Inflation will continue to nibble away at NHS and other public sector budgets. Public finances will be further stretched as some specific elements have seen cost pressures above current rates of inflation. For example, the maintenance of the triple lock pension (up to 8.5% from April 2024) means that there is less to go around for everyone else. Price variations in pharmaceuticals and medical supplies, both of which elements have high value budgets, can also be significantly larger than general rates of inflation.

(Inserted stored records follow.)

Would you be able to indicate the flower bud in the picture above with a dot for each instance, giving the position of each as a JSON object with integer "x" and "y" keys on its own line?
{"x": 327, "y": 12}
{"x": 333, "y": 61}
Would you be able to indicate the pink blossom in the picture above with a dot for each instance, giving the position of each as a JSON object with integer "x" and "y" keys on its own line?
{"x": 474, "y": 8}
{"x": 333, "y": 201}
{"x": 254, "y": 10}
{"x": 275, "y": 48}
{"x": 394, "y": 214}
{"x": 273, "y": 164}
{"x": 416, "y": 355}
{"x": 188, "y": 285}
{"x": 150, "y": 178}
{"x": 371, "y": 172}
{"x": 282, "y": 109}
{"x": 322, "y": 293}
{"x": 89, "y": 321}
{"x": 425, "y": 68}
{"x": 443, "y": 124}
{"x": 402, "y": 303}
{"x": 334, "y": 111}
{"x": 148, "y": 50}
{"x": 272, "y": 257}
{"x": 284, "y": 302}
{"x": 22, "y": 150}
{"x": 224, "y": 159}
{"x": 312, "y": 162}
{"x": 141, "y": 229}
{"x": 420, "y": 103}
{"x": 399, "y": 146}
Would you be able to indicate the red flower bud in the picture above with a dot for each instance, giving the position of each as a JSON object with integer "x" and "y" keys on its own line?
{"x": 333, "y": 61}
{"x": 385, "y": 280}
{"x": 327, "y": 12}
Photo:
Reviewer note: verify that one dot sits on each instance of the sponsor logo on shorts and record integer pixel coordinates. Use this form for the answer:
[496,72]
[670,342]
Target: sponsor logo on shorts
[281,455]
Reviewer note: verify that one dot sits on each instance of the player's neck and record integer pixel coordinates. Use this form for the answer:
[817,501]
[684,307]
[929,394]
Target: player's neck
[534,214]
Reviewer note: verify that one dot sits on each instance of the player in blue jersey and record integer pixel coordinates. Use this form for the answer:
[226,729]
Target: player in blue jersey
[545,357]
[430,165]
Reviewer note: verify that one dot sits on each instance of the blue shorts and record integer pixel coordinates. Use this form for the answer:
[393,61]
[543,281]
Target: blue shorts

Changes in practice compound the difficulty in the NHS. New practices can have massive positive effects on patient care, but often come with a large price tag. Thus, it is misleading to simply compare this year’s budget to last year’s plus general inflation!

Hopefully, politicians of all persuasions are open and honest with their agendas. Similar situations in the past have resulted in calls for "efficiency savings" with very undeveloped ideas on how to achieve those.

It seems likely that many public sector budgets will be under heavy scrutiny going forward. It has been a difficult time for public sector staff — including many a finance department — in recent years, and unfortunately at this stage, it seems unlikely that this will change much any time soon.